Wild, and it's a Reem


----------



## uaplumber (Jun 16, 2008)

Pretty smelly in them shorts later I'm sure.
My worst nightmare is one of my guys burning down someones house.


----------



## SewerRatz (Apr 25, 2009)

I find it disturbing that there was a fire outside the tank like that. I always thought these new heaters where supposed to prevent any ignition outside the burn chamber. Also what was the source of the fire? Was it coming from the burner tube entering the burn chamber? I did have a HO call me once saying they smell gas. When I tracked down the leak it was the main burner tube had a small nick in it just below where it screwed into the control valve.


----------



## Plumber Jim (Jun 19, 2008)

That one is pretty interesting. I agree that i would like to know how it ignited. even if it had a gas leak that heater is FVIR and the flames shouldn'y have left the burner chamber.


----------



## Protech (Sep 22, 2008)

I have voiced my opinions on rheem before..........



Ron The Plumber said:


> Wild, and it's a Reem


----------



## ROCKSTARPLUMBER (Dec 14, 2008)

NOW, we can call that a HOT waterheater.


----------



## Redwood (Sep 8, 2008)

ROCKSTARPLUMBER said:


> NOW, we can call that a HOT waterheater.


Yep... Plenty hot!

I'm curious what the problem with it was...

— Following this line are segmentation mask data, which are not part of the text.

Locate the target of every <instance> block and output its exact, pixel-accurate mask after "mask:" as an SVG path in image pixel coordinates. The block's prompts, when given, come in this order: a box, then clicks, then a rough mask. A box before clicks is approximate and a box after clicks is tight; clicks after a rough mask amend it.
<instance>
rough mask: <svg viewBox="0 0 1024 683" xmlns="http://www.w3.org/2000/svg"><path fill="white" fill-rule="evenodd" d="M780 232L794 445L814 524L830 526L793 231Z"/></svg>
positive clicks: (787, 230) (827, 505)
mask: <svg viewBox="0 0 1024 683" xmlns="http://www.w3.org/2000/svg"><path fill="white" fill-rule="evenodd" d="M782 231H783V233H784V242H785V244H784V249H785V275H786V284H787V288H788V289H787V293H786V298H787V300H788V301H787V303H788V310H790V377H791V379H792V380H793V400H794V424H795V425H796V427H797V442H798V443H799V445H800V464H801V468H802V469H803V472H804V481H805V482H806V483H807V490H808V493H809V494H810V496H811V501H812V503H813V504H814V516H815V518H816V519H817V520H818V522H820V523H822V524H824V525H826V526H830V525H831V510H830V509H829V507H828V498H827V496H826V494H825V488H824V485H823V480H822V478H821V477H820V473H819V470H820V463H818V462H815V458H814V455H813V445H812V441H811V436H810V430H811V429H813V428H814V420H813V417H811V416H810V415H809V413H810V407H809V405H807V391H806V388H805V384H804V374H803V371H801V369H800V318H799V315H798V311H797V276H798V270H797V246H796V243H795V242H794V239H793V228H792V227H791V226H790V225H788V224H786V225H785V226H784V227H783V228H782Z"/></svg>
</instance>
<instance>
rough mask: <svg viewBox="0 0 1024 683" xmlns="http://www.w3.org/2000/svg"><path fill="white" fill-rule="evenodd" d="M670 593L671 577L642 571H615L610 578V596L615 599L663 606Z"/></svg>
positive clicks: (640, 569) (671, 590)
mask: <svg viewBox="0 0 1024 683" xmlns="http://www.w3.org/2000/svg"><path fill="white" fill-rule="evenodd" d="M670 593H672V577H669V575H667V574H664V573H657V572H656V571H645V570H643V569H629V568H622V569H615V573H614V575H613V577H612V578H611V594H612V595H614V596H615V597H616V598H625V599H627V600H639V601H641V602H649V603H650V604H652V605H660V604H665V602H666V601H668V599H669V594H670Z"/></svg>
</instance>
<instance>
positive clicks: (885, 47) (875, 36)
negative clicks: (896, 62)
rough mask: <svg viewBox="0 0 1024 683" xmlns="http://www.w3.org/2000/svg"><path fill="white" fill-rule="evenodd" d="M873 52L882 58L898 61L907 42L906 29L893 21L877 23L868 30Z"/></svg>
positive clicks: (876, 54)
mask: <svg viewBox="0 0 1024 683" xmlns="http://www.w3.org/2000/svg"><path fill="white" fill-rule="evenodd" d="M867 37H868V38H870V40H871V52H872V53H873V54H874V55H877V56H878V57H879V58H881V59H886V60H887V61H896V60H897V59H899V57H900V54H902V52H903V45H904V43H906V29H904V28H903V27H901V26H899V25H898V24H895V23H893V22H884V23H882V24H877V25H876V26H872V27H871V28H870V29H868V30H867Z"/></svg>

Too much gas or, no flue?:whistling2:


----------



## Va. Plumber (Dec 8, 2008)

That looks like one I saw a long time ago. A "plumber" installed a natural gas heater and the next day it looked just like the one in the picture. After looking around he noticed a large propane tank in the parking lot. Lucky the place didn't burn down.


----------



## njoy plumbing (May 19, 2009)

Or,..... he tried to lite with a flame thrower!


----------



## njoy plumbing (May 19, 2009)

Maybe supply to bottom of g.v not tightened.


----------



## Plumber Jim (Jun 19, 2008)

ROCKSTARPLUMBER said:


> NOW, we can call that a HOT waterheater.


 
:laughing::laughing::laughing:


----------



## Plumberman (Jul 7, 2008)

Va. Plumber said:


> That looks like one I saw a long time ago. A "plumber" installed a natural gas heater and the next day it looked just like the one in the picture. After looking around he noticed a large propane tank in the parking lot. Lucky the place didn't burn down.


You are correct my friend. LP heater was hooked to Natural Gas feed. Boom.


----------



## Plumberman (Jul 7, 2008)

Oh and now they are wanting a credit on it because they said the supply house gave them the wrong heater. It says LP Gas on the side of the box in big letters. kinda hard to miss.


----------



## ROCKSTARPLUMBER (Dec 14, 2008)

Went and looked at a heater simular to that today. Gonna do the replacement tomorrow. didnt have a camera today, but will post pics of it when we are finished.


----------



## Plumberman (Jul 7, 2008)

ROCKSTARPLUMBER said:


> Went and looked at a heater simular to that today. Gonna do the replacement tomorrow. didnt have a camera today, but will post pics of it when we are finished.


You happen to take any pics? What was the cause of this one?


----------